Several hypotheses for the association were proposed, the most prominent being the idea that there is no causal relationship between aortic stenosis and gastrointestinal bleeding, they are both just common conditions in the elderly, and they sometimes overlap. Other hypotheses included hypoxia of the colonic mucosa and bowel ischemia due to low blood flow, both of which were discounted by later research. Another early hypothesis of note was proposed by Greenstein et al. in 1986. They suggested that GI bleeding could be caused by thinning of the wall of the cecum due to abnormal pulse waves in the ileocolic artery (an artery that supplies blood to the cecum) causing dilation of that artery. Specifically, they note that the usual anacrotic and dicrotic notches were absent from the pulse waves of their people with aortic stenosis. There has been no further research investigating this hypothesis, however, as it has been eclipsed by newer research into acquired von Willebrand's disease.

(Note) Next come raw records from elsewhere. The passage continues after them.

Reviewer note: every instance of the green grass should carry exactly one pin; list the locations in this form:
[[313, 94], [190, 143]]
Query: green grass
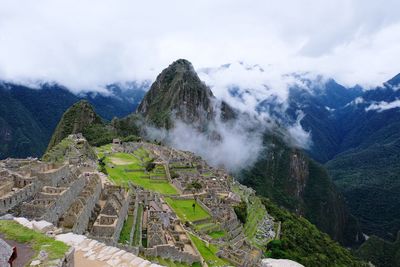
[[126, 231], [103, 149], [208, 252], [256, 213], [142, 154], [183, 208], [217, 234], [170, 263], [136, 174], [206, 227], [14, 231], [137, 236]]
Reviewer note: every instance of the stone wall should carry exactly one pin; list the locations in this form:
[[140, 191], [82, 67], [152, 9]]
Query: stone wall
[[56, 208], [69, 259], [18, 197], [171, 252], [123, 213], [52, 177], [81, 224]]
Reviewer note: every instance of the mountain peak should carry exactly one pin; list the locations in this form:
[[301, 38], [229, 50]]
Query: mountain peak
[[181, 65], [395, 80], [74, 120], [178, 93]]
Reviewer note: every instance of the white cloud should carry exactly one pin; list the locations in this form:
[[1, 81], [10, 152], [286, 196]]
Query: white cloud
[[383, 105], [83, 44]]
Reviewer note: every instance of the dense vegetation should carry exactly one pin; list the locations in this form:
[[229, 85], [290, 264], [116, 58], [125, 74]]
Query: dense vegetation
[[290, 179], [241, 211], [14, 231], [29, 116], [380, 252], [301, 241]]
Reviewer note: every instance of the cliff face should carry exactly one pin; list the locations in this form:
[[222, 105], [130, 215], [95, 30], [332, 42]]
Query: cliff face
[[178, 93], [76, 119], [289, 178]]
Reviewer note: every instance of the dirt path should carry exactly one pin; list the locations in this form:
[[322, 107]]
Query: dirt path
[[24, 252], [118, 161], [81, 261]]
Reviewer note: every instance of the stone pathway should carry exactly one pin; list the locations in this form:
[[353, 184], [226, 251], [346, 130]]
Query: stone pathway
[[89, 252]]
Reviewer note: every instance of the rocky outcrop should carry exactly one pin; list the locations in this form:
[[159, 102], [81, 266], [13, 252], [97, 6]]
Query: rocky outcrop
[[279, 263], [178, 93], [290, 178], [75, 120]]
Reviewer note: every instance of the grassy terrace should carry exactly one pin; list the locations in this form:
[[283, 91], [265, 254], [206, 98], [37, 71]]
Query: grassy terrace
[[170, 263], [183, 208], [14, 231], [137, 236], [208, 252], [126, 231], [256, 213], [217, 234], [123, 168]]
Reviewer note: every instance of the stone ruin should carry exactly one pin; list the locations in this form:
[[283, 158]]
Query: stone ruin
[[74, 196], [110, 220]]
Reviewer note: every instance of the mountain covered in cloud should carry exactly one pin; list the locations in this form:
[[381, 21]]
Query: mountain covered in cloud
[[30, 113], [352, 131]]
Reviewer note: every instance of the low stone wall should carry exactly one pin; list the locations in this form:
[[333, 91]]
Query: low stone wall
[[81, 224], [62, 204], [121, 219], [69, 259], [53, 178], [172, 253], [133, 250], [204, 206], [18, 197]]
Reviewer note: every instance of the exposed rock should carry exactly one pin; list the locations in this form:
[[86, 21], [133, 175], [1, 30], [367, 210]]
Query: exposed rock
[[78, 117], [42, 226], [279, 263], [178, 93], [36, 263]]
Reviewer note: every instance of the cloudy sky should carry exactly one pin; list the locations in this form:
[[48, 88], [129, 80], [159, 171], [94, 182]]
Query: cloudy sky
[[83, 44]]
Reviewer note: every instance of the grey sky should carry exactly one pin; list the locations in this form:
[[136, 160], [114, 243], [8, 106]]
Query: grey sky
[[84, 44]]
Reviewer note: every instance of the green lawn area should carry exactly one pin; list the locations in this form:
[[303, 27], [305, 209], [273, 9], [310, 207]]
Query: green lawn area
[[103, 149], [208, 253], [14, 231], [134, 171], [137, 236], [183, 208], [126, 231], [217, 234], [206, 227], [170, 263], [256, 213]]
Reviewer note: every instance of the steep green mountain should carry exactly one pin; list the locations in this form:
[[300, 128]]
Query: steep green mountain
[[301, 241], [380, 252], [291, 179], [20, 134], [80, 118], [31, 114], [178, 93]]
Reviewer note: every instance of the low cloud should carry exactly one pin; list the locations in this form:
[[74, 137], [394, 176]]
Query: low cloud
[[383, 105], [84, 44]]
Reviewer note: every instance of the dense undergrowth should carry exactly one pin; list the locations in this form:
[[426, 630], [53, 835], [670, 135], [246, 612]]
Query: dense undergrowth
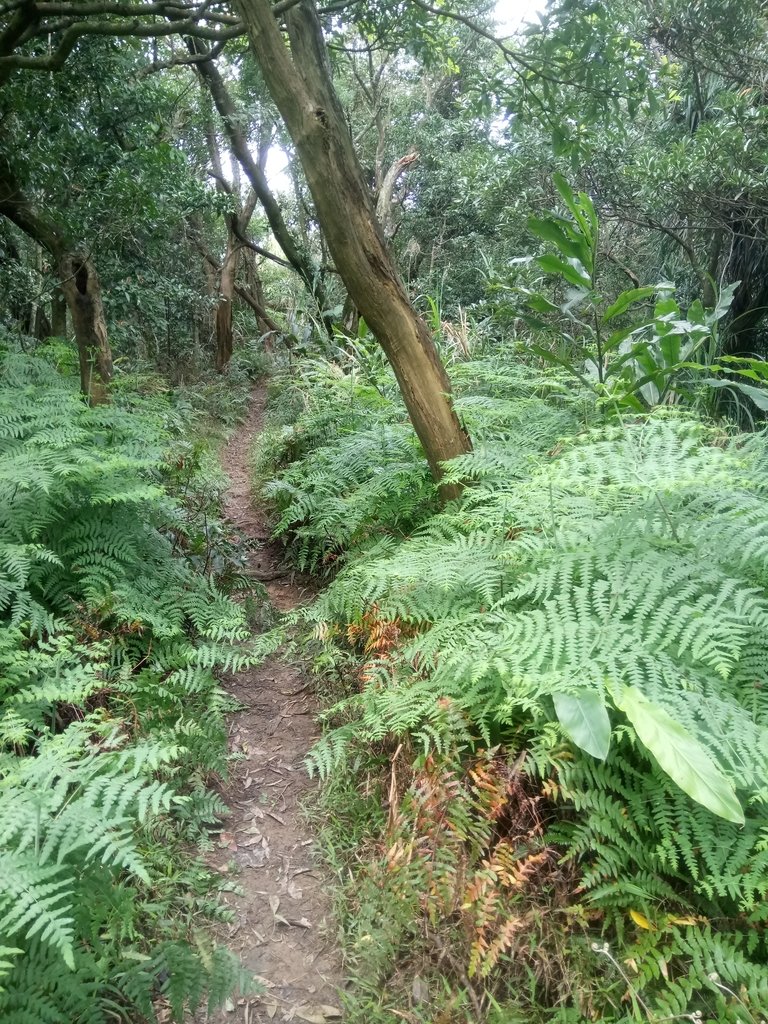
[[116, 614], [546, 761]]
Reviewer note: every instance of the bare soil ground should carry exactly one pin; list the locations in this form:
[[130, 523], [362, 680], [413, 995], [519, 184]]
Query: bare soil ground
[[284, 929]]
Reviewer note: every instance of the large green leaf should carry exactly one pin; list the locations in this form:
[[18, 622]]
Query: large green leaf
[[626, 299], [585, 719], [681, 756], [551, 264], [550, 230]]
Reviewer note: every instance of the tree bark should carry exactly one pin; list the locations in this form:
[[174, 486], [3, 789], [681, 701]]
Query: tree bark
[[80, 286], [224, 342], [300, 85], [82, 290], [57, 313]]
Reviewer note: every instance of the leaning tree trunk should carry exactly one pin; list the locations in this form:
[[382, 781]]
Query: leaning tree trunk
[[57, 313], [82, 291], [224, 343], [300, 85], [79, 283]]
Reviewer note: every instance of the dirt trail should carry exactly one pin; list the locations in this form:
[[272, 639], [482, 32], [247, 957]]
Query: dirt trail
[[284, 930]]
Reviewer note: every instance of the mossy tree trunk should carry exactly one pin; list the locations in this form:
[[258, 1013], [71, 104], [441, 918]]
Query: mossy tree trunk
[[300, 84]]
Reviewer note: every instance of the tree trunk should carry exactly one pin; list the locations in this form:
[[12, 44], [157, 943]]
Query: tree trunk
[[224, 344], [295, 253], [79, 284], [300, 85], [57, 313], [83, 293]]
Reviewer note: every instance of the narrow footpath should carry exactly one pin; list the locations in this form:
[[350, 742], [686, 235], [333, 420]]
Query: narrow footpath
[[284, 929]]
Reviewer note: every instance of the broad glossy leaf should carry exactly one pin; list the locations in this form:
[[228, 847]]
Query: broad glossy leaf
[[551, 231], [586, 222], [551, 264], [626, 299], [758, 395], [585, 719], [724, 300], [541, 304], [681, 756]]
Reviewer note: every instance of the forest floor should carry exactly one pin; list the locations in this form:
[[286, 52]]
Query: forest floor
[[284, 930]]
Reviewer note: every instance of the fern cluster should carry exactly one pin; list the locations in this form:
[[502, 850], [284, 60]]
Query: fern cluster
[[111, 715], [619, 569]]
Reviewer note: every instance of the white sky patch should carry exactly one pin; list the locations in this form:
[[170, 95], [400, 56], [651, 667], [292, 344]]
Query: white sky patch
[[513, 14]]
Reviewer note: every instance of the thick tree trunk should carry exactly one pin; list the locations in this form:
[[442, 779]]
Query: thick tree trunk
[[83, 294], [224, 343], [294, 251], [79, 284], [57, 314], [300, 85]]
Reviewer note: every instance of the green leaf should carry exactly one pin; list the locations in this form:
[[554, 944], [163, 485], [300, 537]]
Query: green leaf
[[551, 264], [586, 221], [626, 299], [724, 300], [557, 360], [550, 230], [541, 304], [758, 395], [585, 719], [681, 756]]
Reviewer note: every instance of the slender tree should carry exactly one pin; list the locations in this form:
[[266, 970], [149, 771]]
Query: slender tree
[[300, 84]]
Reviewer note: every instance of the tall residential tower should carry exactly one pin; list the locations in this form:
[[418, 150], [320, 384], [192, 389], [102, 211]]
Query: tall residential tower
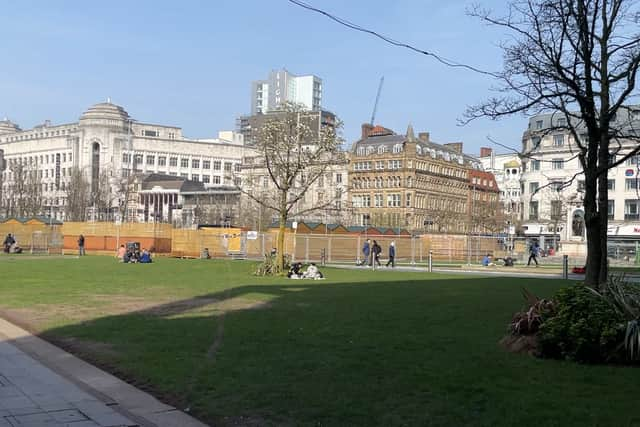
[[282, 86]]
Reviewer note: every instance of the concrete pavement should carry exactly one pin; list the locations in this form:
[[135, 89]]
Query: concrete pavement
[[520, 271], [42, 385]]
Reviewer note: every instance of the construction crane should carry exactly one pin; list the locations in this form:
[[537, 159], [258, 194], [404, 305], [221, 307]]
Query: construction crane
[[375, 106]]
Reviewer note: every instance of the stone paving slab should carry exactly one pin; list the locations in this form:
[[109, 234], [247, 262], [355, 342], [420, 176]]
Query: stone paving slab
[[32, 395], [46, 386]]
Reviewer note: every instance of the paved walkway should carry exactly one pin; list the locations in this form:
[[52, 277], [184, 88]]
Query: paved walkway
[[521, 271], [44, 386]]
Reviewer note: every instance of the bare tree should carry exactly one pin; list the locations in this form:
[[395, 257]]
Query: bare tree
[[33, 197], [291, 156], [103, 196], [579, 58], [125, 190], [78, 195], [23, 193]]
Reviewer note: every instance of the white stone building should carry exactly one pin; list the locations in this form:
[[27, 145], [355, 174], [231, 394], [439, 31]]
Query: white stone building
[[553, 185], [508, 170], [107, 140]]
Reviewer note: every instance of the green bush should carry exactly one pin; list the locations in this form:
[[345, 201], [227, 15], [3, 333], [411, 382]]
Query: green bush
[[585, 328]]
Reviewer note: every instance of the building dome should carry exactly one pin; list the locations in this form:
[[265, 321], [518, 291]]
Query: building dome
[[512, 164], [7, 126], [105, 111]]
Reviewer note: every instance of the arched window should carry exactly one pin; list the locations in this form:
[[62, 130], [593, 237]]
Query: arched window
[[95, 167]]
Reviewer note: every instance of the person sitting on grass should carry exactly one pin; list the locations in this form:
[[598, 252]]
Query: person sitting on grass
[[312, 273], [487, 262], [145, 257], [294, 271], [122, 251]]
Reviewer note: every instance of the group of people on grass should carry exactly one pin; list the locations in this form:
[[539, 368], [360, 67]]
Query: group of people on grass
[[534, 252], [11, 245], [312, 272], [134, 256], [371, 253]]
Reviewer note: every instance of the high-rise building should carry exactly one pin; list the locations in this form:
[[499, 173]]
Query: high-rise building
[[282, 86]]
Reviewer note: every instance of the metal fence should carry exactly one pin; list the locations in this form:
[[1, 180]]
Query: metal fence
[[347, 248]]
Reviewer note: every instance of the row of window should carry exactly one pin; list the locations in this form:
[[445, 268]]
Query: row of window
[[631, 209], [184, 162], [381, 149], [380, 182], [379, 165], [393, 200], [37, 135], [630, 184], [207, 179], [439, 169], [559, 163], [42, 159], [156, 134]]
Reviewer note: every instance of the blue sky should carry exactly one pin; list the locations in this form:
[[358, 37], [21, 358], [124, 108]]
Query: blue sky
[[190, 63]]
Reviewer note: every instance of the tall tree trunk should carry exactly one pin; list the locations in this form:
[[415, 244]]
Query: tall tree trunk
[[592, 225], [603, 219], [281, 232]]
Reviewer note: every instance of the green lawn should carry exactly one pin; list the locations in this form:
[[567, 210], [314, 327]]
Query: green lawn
[[367, 348]]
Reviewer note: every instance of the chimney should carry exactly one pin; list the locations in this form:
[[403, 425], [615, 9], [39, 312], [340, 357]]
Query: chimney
[[366, 129], [455, 146]]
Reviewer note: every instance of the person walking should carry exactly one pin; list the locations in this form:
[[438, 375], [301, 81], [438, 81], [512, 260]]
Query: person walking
[[8, 242], [366, 251], [392, 254], [534, 250], [377, 250], [81, 245]]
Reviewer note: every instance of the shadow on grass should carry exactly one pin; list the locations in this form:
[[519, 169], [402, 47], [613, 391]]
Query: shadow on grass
[[413, 352]]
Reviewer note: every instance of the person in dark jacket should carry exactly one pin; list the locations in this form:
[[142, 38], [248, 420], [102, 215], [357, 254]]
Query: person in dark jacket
[[145, 257], [377, 250], [8, 241], [392, 254], [81, 245], [366, 251], [534, 251]]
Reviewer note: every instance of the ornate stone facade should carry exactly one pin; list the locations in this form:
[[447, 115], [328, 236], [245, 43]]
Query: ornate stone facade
[[408, 181], [107, 144]]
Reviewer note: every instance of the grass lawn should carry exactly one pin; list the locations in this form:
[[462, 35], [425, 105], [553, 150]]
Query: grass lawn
[[362, 348]]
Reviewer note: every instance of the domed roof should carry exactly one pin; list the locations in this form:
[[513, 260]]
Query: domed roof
[[105, 110], [7, 126]]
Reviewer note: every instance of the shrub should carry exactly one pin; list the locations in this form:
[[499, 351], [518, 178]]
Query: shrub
[[269, 267], [624, 297], [528, 321], [586, 328]]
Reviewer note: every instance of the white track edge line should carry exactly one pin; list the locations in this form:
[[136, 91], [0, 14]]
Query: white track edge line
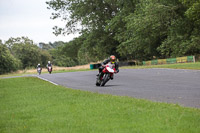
[[47, 80]]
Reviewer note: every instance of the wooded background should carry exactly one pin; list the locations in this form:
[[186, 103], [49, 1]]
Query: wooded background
[[129, 29]]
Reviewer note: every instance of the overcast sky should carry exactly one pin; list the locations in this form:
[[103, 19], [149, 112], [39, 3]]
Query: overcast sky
[[29, 18]]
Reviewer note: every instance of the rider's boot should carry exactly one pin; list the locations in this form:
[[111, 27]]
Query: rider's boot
[[111, 77]]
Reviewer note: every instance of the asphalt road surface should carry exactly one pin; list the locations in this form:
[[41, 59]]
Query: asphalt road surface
[[163, 85]]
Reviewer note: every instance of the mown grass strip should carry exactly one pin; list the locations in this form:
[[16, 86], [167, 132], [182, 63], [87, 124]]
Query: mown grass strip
[[194, 66], [33, 105]]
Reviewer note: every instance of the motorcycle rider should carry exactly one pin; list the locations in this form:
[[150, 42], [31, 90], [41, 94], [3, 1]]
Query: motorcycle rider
[[38, 66], [49, 65], [112, 60]]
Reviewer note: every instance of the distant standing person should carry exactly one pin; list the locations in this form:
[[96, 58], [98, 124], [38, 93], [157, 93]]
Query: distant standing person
[[39, 69], [49, 67]]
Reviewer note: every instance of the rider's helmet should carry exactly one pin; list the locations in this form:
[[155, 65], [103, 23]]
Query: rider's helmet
[[112, 59]]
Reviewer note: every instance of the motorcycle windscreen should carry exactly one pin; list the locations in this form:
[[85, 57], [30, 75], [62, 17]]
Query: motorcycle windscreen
[[110, 70]]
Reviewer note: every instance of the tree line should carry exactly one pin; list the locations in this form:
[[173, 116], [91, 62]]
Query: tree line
[[129, 29], [21, 53]]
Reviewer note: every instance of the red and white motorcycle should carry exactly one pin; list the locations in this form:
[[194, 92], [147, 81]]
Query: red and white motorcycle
[[49, 69], [39, 70], [106, 74]]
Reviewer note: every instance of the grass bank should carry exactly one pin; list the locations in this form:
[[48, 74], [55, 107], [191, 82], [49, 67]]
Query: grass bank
[[194, 66], [33, 105]]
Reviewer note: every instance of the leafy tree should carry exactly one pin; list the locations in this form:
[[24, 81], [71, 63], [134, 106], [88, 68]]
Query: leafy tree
[[25, 50], [8, 62], [146, 28], [193, 10]]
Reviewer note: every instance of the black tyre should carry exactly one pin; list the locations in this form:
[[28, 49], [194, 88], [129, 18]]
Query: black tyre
[[105, 79]]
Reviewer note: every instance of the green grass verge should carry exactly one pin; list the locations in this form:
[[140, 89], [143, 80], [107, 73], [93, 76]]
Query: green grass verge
[[29, 73], [194, 66], [33, 105]]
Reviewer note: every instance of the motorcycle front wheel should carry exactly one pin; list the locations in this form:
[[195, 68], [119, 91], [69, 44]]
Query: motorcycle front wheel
[[105, 79]]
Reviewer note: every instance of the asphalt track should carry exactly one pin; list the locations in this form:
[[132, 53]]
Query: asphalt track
[[162, 85]]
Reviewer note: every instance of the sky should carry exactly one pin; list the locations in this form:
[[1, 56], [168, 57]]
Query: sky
[[29, 18]]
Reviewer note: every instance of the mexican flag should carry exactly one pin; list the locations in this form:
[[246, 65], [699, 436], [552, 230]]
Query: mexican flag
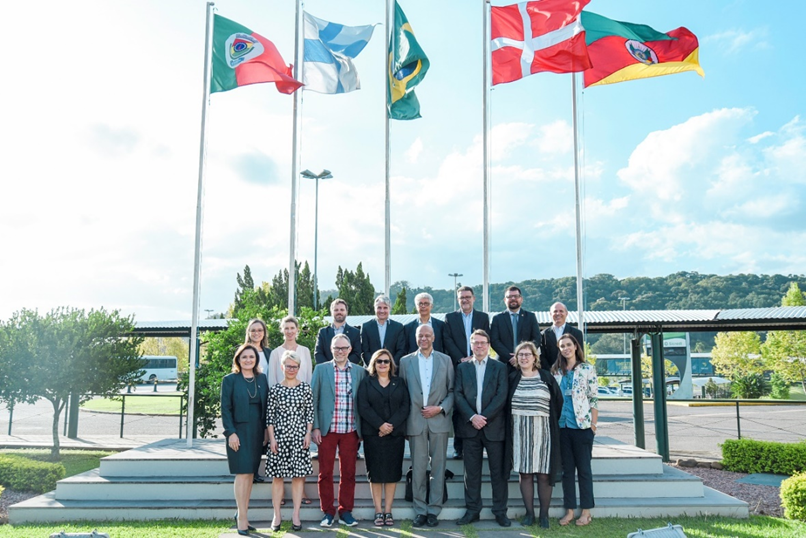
[[622, 51], [242, 57]]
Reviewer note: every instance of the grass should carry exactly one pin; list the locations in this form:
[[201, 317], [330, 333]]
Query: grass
[[145, 404], [74, 461], [694, 527]]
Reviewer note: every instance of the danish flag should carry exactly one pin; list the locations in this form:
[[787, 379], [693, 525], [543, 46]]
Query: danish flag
[[542, 35]]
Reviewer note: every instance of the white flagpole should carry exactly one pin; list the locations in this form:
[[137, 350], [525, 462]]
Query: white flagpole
[[580, 301], [194, 323], [292, 255], [485, 160], [387, 201]]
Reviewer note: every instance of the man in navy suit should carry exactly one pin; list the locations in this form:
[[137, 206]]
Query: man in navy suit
[[424, 302], [382, 332], [461, 325], [548, 347], [322, 353], [480, 394], [503, 337]]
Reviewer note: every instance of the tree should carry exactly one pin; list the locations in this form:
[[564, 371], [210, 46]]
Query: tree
[[784, 352], [400, 302], [737, 355], [68, 352]]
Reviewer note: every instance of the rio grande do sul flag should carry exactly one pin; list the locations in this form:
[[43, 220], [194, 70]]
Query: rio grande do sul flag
[[621, 51], [242, 57], [542, 35]]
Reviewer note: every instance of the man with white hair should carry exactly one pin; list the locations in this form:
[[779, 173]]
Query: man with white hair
[[424, 303]]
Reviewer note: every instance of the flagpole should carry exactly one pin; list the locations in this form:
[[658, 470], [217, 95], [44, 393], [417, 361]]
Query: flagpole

The important role of depletion of von Willebrand factor in aortic stenosis was first proposed in 1992 by Warkentin et al. They noted a known association between aortic stenosis (in addition to other cardiac diseases) and acquired von Willebrand's disease type IIA, which is corrected by surgical replacement of the aortic valve. They also noted that von Willebrand's disease is known to cause bleeding from angiodysplasia. Based on these facts, they hypothesized that acquired von Willebrand's disease is the true culprit behind gastrointestinal bleeding in aortic stenosis. They also proposed a possible mechanism for the acquired von Willebrand's disease, noting that von Willebrand factor is most active in 'high shear' vessels (meaning small vessels in which blood flows rapidly). They used this fact to hypothesize that this may mean that von Willebrand factor is activated in the narrowed stenotic aortic valve and thus cleared from circulation at a much higher rate than in healthy individuals.

This hypothesis received strong support in 2003 by the publication of a report by Vincentelli et al. that demonstrated a strong association between von Willebrand factor defects and the severity of aortic valve stenosis. They also showed these defects resolved within hours following aortic valve replacement surgery and remained resolved in most people, although in some people the von Willebrand factor defects had returned at six months. Following this observation the shear stress dependent depletion of von Willebrand factor was confirmed, and the protease responsible, ADAMTS13, was identified.